Saunders, who has his MBA and law degree from Temple University in Philadelphia, had been president of global consumer health care for Schering-Plough from 2003 to 2009. In 2010, he joined Bausch & Lomb as president and CEO, and engineered the company’s sale to Valeant.

He joined Forest Laboratories as president and CEO in 2013 after leaving B&L and guided its acquisition by Actavis in 2014. That vaulted him to president and CEO of Actavis, where he oversaw the acquisition of Allergan while it was fighting a hostile takeover attempt by Valeant. Actavis adopted the name Allergan for the new combined company but maintained Ireland as its country of domicile.

Saunders, in the call, suggested Pfizer will still look to grow through a combination of internal development and acquisition. “There are plenty of opportunities for white space and growth,” he told analysts. “That will come from a balance of our own pipeline as well as business development. A company that has $25 billion in free cash flow is going to have a lot of optionality in the future.”

Pfizer executives left open the possibility that the company could be divided up into smaller businesses in three or four years if transactions added shareholder value.

Global operation headquarters of the new Pfizer will be in New York, but the new firm will domicile in Ireland under Allergan Plc’s charter. In the call, executives said the corporation combination shouldn’t disrupt or displace employees. Saunders specifically was asked about Allergan employees, who one analyst said the company went out of its way to “protect” during the acquisition by Actavis.

“The reason we ‘protected’ our colleagues in California is because they are quite good at what they do,” Saunders answered. “Eye care, for example, is headquartered there. Southern California is the epicenter of eye care innovation. Our eye care franchise will stay in California. Medical aesthetics is based out of California. Our discovery unit is in California … I suspect that will stay there for the long term. And so it’s not about protecting people, it’s about keeping the best people in the right location to drive value in the future.”

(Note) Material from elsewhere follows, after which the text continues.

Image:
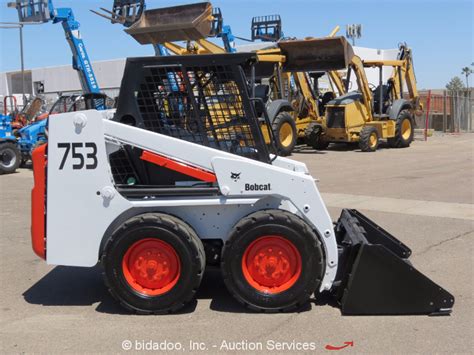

Reed said closing is expected in the second half of 2016 and it’s subject to completion of Allergan’s pending divestiture of its generics business to Teva. The agreement has a termination clause that would pay out fees up to $3.5 billion if the deal falls through.

Saunders didn’t expect Allergan or Pfizer employees to skip a beat during the transition. “I don’t think the integrations will be a distraction for our people. We are quite experienced in doing these things,” he said. “We heard a lot of skepticism through the Allergan integrations that we would be able to keep that strong growth going in those legacy businesses. We proved quarter over quarter that our people could handle the integration.”

Saunders will also be one of four members of Allergan’s board of directors who will join with 11 members from Pfizer’s current board to comprise the board for the combined company.